Dog Con 7
Day 5: In which we see more (teddy) bears, Flash goes flying and we visit the Giant Jesus of the North
Today was fun, starting at around 10:30 when Sasha woke Flash and Leon out of a deep sleep by yelling “BEARS!” There was much laughing on the part of the other critters and maybe some humans. I did make Sasha clean up the boys poop.
(Flash: Fuck you guys! That was just not right!)
(Leon: I was dreaming about bears! I almost had a heart attack!)
(Daisy: The best part was when they both ran headfirst into that SmartBot.)
(Lulu: And it teleported them into the Meadow Room.
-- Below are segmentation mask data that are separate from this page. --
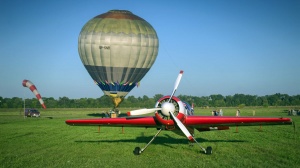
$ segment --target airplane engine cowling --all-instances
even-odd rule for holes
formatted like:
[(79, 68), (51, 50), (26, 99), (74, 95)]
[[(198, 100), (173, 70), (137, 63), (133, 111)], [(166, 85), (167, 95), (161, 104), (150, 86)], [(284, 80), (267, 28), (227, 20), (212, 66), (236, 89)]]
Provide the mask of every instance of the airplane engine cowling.
[[(175, 125), (174, 121), (170, 118), (169, 115), (167, 115), (166, 112), (163, 112), (164, 103), (167, 103), (169, 99), (170, 96), (164, 96), (156, 102), (155, 107), (156, 108), (162, 107), (163, 109), (156, 111), (155, 117), (161, 124), (165, 126), (174, 126)], [(172, 99), (170, 100), (170, 103), (174, 105), (174, 112), (173, 112), (174, 116), (176, 116), (176, 118), (178, 118), (181, 122), (184, 123), (186, 115), (185, 115), (185, 107), (183, 102), (178, 97), (173, 96)]]

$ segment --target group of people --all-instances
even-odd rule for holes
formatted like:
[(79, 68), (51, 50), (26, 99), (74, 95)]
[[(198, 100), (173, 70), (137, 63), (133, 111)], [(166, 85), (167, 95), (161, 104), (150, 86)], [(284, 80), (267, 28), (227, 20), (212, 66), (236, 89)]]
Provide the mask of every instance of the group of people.
[[(223, 110), (222, 110), (222, 109), (220, 109), (219, 111), (213, 110), (213, 111), (211, 112), (211, 114), (212, 114), (212, 116), (223, 116)], [(241, 116), (241, 111), (240, 111), (240, 109), (238, 109), (238, 110), (236, 111), (235, 116), (236, 116), (236, 117), (240, 117), (240, 116)]]
[(290, 116), (300, 115), (300, 110), (290, 109), (288, 115)]
[(214, 111), (211, 112), (211, 114), (213, 116), (223, 116), (223, 110), (222, 109), (220, 109), (219, 111), (214, 110)]

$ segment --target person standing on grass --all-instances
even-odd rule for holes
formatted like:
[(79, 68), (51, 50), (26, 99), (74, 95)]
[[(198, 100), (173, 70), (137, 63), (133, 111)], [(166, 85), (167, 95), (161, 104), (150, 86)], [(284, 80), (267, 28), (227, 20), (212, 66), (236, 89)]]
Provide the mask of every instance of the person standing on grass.
[(236, 115), (235, 115), (236, 117), (240, 117), (241, 116), (241, 111), (240, 111), (240, 109), (238, 109), (237, 111), (236, 111)]
[(220, 111), (219, 111), (219, 116), (223, 116), (223, 110), (222, 109), (220, 109)]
Heeheehee.)
(Sasha: That was payback for the time you two wankers told me the cold fusion plant was heating up.)
Our first stop did involve bears, but of the teddy nature, not the cat devouring type. It was the World Famous Canadian Teddy Bear Museum and yep, it’s full of teddy bears.
250,000 of them.
There are teeny tiny bears, very old bears, humongous big bears (9+ meters tall!), ordinary bears, strange bears…pretty much every kind of teddy bear you can imagine, plus many more you can’t imagine (Vulcan & Klingon bears, Lovecraftian bears). The displays are very nice and you can pose with many of the larger bears. Brian, Lauren, Mary and I all posed with our heads inside various bear mouths. Avis posed with a James Bond bear. Daisy posed with all 13 Doctor bears and all of the Trek bears.
We bought t-shirts, bumper stickers, fridge magnets, the Teddy Bear Museum book and, yes, teddy bears.
After that stop, we ate lunch next to a beaver pond.
(Leon: OK, so they aren’t giant prehistoric mice.)
(Flash: They looked tasty, but man, those teeth.)
(Silky: I wish I could swim that well.)
After lunch, we traveled for a couple of hours, letting the bus drive itself. Most of us spent the time reading magazines from alternate Earths that we found in the Warehouse. The issues of Time and Newsweek were pretty fascinating, especially the ones about the Zombie Wars and the mass human die off (caused by comet dust) and the Beatles reunion in 1976.
Around about 2:00, the critters all went off to the Shoe Room to play. At some point, Flash got the bright idea to leap off a big pile of shoes onto a very large sneaker and then surf to the bottom of the pile. Unfortunately, about halfway down, the toe of the sneaker hit a buried boot and Flash went flying through the air. Just before he would have smacked headfirst into into the door, Grace opened it to ask if they wanted to come over to the Forest Room to see some deer.
Flash flew over her head, across the hall, through the Forest Room door and right onto the back of a big old buck. They both went racing off into the forest at high speed. About ten minutes later, Flash came staggering back, saying “Whoa! That was SO cool!”. He then went to the living room for a nap
(Daisy: Jazz, you might want to rethink the whole having kittens thing.)
(Sadie: Maybe Sasha & Joe can build you some robot kittens.)
We are now in the far north of British Columbia and only minutes from the Giant Jesus of the North, which we CAN ALREADY SEE! That sucker must be huge. More blogging later.
We are stopped for the night in the town of Gruntly. Not a very large town, but the campground is very nice.
The Giant Jesus of the North was indeed huge. 300 feet tall and perched on top of a tall hill, you can see it from ten or more miles away. It was build and is maintained by the First Church Of Our Lord Jesus In Canada, the founder of which is a multimillionaire.
Old J is made of concrete, steel, marble and glass. He stands with his arms outstretched, as most giant Jesuses do. Thankfully, there are elevators that take you up to his head, from which you get an incredible view. The inside of the head is also just chock full of scripture and stuff.
Down at the inevitable gift shop, we bought the usual suspects. We did pass up the Deluxe Giant Jesus Bibles.
Right now, we’re getting ready to start dinner (TACOS!) and then have a night of alternate world television. Around 2:00 am, the bus will leave Gruntly and head north toward the Yukon and then Alaska.